Sharding in the Cloud
It’s interesting; when you look at the performance of a typical enterprise application deployed to the cloud, the prototypical points of contention when it comes to performance disappear, and a problem that seemed to only dog tape drives of the 1970’s starts to reappear. Yes, when you’re applications are floating in the cloud, basic I/O operations become the bottleneck, as your infinitely clustered applications keep going back to that storage device that handles all of your data.
Performance problems in the cloud
So, what’s the problem? The problem comes from the fact that your cloud based applications keep hitting non-cloud based data, or at least, data that isn’t properly designed for the cloud. Cloud based applications can often find themselves doing sixty to seventy percent of their input and output operations against a non-virtualized storage reads and writes, which can significantly depress the performance and scalability benefits of moving enterprise applications to the cloud. CPUs and clock-cycles go unused as reads from datastores and hard drives slow down the application processing cycle.
Datastores and the virtualization market
So, what does the enterprise architect do to minimize the problem of reading and writing to non-virtualized datastores? Well, a simple solution is to just virtualize the datastore as well. There are a number of players jumping into the datastore and I/O virtualization market, including DataCore, NextIO and Neterion, providing solutions that pool bottlenecking I/O resources into clusters hat can be consolidated and dynamically allocated; but not every enterprise architect enjoys the luxury of being able to simple buy more hardware in the hopes of solving a complex, cloud based performance problem.
But another, perhaps even more controversial, or at least intellectually challenging approach to solving the problem of divergent latencies between middleware applications deployed to the cloud, and the amount of time it takes for the corresponding, non-virtualized datastore to respond to requests, is to take a new approach to database design, and shard your existing RDB.
Sharding your database
Database sharding isn’t anything like clustering database servers, virtualizing datastores or partitioning tables. It goes far beyond all of that. In the simplest sense, sharding your database involves breaking up your big database into many, much smaller databases that share nothing and can be spread across multiple servers. These small databases are fast, easy to manage, and often are much cheaper to use as they are often implemented by using open source licensed databases.

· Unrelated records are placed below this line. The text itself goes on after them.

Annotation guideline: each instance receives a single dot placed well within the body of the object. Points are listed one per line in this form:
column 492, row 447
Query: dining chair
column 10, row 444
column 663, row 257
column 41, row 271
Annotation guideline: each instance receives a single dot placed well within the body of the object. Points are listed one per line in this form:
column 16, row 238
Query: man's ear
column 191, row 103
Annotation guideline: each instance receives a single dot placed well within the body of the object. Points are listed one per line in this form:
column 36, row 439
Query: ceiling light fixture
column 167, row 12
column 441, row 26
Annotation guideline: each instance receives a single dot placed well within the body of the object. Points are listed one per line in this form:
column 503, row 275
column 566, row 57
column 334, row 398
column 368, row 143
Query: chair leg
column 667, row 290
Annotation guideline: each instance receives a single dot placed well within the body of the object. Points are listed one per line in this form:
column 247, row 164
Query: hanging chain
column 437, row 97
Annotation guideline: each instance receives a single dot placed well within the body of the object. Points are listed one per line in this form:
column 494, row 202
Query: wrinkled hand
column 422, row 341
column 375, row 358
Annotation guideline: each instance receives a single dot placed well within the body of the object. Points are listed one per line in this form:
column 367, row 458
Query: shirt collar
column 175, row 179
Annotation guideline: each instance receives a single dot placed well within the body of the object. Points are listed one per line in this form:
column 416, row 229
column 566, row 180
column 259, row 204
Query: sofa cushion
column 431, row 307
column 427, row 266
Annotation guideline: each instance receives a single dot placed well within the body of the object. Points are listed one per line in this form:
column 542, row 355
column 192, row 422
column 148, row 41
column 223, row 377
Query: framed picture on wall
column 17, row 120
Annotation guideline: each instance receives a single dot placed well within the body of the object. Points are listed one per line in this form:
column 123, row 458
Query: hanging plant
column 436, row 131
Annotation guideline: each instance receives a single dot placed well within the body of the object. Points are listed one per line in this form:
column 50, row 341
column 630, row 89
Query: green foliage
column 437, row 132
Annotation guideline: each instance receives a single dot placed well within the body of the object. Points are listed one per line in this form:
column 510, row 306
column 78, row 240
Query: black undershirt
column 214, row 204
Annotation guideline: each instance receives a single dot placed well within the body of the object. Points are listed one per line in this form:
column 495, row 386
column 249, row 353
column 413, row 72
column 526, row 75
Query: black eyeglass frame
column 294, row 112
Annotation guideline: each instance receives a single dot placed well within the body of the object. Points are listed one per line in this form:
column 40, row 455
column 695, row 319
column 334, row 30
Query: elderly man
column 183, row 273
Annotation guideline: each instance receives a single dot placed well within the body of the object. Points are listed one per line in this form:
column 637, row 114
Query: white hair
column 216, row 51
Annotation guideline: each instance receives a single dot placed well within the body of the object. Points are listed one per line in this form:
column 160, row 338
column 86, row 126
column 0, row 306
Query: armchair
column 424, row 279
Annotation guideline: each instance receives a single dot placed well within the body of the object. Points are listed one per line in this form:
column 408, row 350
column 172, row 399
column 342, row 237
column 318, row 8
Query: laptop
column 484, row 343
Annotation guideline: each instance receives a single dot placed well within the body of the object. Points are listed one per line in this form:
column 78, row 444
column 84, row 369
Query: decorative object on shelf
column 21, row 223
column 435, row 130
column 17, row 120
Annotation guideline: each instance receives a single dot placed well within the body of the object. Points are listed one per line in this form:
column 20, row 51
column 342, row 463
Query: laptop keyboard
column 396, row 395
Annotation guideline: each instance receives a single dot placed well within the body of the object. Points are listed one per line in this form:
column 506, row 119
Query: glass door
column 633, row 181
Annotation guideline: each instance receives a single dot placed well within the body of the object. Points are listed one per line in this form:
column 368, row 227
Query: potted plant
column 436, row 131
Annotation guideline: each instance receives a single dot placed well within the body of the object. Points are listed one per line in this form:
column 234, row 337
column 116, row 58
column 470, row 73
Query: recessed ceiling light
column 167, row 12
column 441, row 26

And how do you do it? Well, there’s a variety of different approaches, but essentially, it’s just a matter of taking a look at your database and essentially ‘horizontally partitioning’ your data into logically related rows, as opposed to the types of columnizing of data that you do with a typical relational database. The logical rows that you come up with get isolated and deployed into their own database, and as a result, data interaction becomes much faster and more responsive.
Given, this is a very simple look at sharding, but it’s something that modern enterprise applications that are looking at leveraging the benefits of cloud computing without encountering significance performance problems with their database I/O when their middleware applications reach economies of scale.